BI Pastikan Isi Ulang Uang Elektronik Dikenakan Biaya

ANTARA FOTO/Prasetyo Utomo
Petugas pemasaran memberikan penjelasan kepada nasabah tentang aktivasi uang elektronik BNI UnikQu di kantor Pusat BNI, Jakarta.
Penulis: Miftah Ardhian
6/9/2017, 13.19 WIB

Bank Indonesia (BI) memastikan akan mengeluarkan keputusan penegasan terkait dengan skema pengenaan biaya isi ulang yang dikenakan dalam uang elektronik. Kebijakan ini akan segera diterbitkan karena pembahasan dengan pihak-pihak yang terkait telah selesai.

Gubernur BI Agus Martowardojo menjelaskan pihaknya telah menyelesaikan pembicaraan dengan berbagai perbankan dan badan usaha jalan tol. Dalam pembahasannya, seluruh pihak sudah sepakat dengan kebijakan untuk mengenakan biaya dalam melakukan isi ulang uang elektronik.

(Baca: BI Izinkan Bank Memungut Biaya Isi Ulang Uang Elektronik)

Meskipun demikian, Agus masih belum bisa memastikan kapan kebijakan tersebut akan mulai terbit dan diberlakukan. Begitu pula berapa besar biaya (fee) yang akan dikenakan untuk setiap transaksi isi ulang (top up) uang elektronik. "Biayanya yang pasti tidak membuat beban kepada konsumen," ujar Agus saat ditemui di JCC Senayan, Jakarta, Rabu (5/9).

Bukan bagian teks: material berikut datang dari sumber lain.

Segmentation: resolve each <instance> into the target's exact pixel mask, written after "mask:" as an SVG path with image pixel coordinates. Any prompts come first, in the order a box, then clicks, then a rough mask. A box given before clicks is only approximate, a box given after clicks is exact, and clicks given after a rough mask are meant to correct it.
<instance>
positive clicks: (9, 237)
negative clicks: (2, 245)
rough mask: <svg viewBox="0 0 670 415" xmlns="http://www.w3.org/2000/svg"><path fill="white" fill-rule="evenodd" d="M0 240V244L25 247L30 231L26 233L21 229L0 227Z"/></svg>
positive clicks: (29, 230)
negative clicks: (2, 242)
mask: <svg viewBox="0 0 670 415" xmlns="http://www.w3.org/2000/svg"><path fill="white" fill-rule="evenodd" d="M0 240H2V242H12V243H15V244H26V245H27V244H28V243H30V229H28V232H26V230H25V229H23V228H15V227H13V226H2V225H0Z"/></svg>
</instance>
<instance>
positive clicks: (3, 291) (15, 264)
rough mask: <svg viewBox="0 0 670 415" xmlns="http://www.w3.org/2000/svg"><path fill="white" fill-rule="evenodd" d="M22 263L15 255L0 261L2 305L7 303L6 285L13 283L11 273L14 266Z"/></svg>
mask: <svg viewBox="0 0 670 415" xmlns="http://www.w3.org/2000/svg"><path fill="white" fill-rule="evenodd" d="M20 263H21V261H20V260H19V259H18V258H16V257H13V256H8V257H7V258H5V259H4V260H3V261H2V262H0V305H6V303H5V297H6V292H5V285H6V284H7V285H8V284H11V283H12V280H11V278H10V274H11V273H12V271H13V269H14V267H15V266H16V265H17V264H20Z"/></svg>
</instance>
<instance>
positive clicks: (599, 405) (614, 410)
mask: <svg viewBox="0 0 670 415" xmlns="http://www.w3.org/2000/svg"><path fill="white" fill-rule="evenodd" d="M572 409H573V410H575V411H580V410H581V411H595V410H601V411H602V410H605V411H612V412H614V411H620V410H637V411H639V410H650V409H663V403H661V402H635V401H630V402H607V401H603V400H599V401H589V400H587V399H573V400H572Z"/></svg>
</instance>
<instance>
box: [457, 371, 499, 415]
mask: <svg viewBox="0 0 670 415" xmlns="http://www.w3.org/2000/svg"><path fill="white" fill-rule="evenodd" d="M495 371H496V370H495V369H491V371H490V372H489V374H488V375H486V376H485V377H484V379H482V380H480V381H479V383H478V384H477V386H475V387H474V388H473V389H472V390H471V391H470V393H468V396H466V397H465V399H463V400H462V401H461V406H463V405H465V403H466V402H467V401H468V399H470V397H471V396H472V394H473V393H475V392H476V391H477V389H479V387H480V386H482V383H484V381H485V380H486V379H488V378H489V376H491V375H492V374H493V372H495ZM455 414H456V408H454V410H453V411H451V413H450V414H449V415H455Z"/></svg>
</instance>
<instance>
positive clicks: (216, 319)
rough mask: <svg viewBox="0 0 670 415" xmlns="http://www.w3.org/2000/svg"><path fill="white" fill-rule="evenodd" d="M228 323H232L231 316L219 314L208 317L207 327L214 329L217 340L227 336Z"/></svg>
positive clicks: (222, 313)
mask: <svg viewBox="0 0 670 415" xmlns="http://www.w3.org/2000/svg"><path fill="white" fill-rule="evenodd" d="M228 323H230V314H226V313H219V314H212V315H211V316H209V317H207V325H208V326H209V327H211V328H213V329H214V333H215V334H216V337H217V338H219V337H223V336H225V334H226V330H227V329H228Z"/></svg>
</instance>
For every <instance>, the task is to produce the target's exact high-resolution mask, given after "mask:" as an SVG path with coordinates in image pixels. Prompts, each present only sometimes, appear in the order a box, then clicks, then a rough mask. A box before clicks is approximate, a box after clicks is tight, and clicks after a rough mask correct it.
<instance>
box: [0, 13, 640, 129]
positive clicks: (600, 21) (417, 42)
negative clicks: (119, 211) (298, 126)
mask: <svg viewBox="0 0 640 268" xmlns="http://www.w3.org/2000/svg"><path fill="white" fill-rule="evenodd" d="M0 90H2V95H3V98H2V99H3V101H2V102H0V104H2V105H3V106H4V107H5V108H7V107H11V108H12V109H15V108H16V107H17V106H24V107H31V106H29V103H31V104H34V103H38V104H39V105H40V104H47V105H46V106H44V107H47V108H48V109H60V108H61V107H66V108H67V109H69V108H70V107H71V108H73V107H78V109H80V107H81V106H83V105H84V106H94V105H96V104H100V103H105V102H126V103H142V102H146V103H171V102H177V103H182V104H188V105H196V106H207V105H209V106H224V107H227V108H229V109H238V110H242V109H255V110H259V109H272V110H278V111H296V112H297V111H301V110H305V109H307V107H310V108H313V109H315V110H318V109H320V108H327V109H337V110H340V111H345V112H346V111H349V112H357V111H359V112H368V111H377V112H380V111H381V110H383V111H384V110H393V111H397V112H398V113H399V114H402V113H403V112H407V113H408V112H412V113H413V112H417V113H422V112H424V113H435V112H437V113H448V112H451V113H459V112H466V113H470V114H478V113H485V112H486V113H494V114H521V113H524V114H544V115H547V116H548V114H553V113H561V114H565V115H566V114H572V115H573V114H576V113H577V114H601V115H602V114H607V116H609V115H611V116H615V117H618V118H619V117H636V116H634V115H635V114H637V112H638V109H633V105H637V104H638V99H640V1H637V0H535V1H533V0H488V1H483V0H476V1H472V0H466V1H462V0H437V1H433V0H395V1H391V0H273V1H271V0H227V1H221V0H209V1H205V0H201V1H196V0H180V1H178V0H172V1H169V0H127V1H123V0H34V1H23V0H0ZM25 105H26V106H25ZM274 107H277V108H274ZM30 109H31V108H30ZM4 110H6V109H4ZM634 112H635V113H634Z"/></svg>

Direktur Pengembangan Bisnis Bank Central Asia (BCA) Santoso Liem mengungkapkan bahwa hari ini BI akan segera memfinalkan kebijakan mengenai biaya isi ulang uang elektronik tersebut. Dia memperkirakan, biaya tersebut berkisar antara Rp 1.000-2.000 per satu kali isi ulang. Biaya ini diklaimnya tidak akan memberatkan masyarakat.

"Menurut saya, kalau membayar satu nilai kecil, itu menjaga sistem. Kalau tidak ada nanti yang kelola gate tidak ada yang me-maintain, nanti rusak semua," ujarnya.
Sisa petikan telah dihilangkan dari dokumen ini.